# Chapter 11 : Phase Equilibria¶

## Example 11.1 Page No : 225¶

In [1]:
# Variables
T = 0.       			#C
sv = 1.0001 			#cc g**-1
sv1 = 1.0907 			#cc g**-1
R = 0.0242 	    		#atm**-1 cc**-1 cal
p = 79.8 		    	#atm

# Calculations
r = (273.2+T)*(sv-sv1)*R/p

# Results
print  'rate of change of melting point  = %.4f deg atm**-1'%(r)

rate of change of melting point  = -0.0075 deg atm**-1


## Example 11.2 Page No : 225¶

In [2]:
# Variables
T = 95.5 			#C
p = 1.   			#atm
v = 0.0126 			#cc g**-1
a = 0.0242 			#cal cc**-1 atm**-1
r = 0.035 			#K atm**-1

# Calculations
dH = (273.2+T)*v*a/r

# Results
print  'Heat of transition  = %.1f cal g**-1'%(dH)

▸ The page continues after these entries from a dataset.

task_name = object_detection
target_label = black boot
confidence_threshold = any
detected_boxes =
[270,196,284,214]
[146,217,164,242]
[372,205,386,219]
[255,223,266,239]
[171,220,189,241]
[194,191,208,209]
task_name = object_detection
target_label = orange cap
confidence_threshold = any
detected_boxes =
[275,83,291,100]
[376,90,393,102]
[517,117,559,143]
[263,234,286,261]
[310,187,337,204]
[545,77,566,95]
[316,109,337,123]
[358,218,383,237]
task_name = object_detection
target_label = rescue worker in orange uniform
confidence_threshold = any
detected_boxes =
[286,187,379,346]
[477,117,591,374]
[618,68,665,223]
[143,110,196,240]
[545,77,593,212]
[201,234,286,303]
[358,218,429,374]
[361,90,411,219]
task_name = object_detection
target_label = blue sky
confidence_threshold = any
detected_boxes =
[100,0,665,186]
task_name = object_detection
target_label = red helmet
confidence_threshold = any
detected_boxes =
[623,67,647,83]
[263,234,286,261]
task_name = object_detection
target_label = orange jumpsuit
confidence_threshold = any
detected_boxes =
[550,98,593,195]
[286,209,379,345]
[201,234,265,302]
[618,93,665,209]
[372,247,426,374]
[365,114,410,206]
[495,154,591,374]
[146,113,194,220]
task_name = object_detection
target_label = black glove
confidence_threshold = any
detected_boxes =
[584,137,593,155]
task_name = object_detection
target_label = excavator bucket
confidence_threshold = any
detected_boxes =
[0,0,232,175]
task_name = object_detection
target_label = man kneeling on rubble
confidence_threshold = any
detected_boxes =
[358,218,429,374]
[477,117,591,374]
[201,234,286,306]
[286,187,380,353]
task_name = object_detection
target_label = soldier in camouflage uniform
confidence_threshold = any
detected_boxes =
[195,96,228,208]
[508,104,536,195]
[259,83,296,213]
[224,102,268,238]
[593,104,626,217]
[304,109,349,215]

Heat of transition  = 3.2 cal g**-1


## Example 11.3 Page No : 226¶

In [3]:
# Variables
T = 100. 			#C
j = 0.0242 			#cal cc**-1 atm6-1
k = 539. 			#cal g**-1
p = 1664. 			#cc g**-1

# Calculations
r = (273.2+T)*(p-1)*j/k

# Results
print  'Rise in temperature per unit of pressure = %.1f deg atm**-1'%(r)

Rise in temperature per unit of pressure = 27.9 deg atm**-1


## Example 11.4 Page No : 228¶

In [4]:
# Variables
T1 = 100. 			#C
T2 = 90. 			#C
p = 76. 			#cm of hg
H = 542*18.02 			#cal mole**-1

# Calculations
p1 = p/10**((H/4.576)*((T1-T2)/((273.2+T1)*(273.2+T2))))

# Results
print  'Final vapour pressure of water  = %.1f cm'%(p1)

Final vapour pressure of water  = 52.9 cm


## Example 11.5 Page No : 230¶

In [5]:
# Variables
T = 239.05 			#K
r = 0.0242 			#cal cc6-1 atm**-1
Vv = 269.1 			#cc g**-1
Vl = 0.7 			#cc g**-1
r1 = 3.343 			#cm of mercury deg6-1
p = 76. 			#cm

# Calculations
tbyp = r1/p
dH = T*(Vv-Vl)*tbyp*r

# Results
print  'heat of vapourisation of liquid chlorine  = %.1f cal g**-1'%(dH)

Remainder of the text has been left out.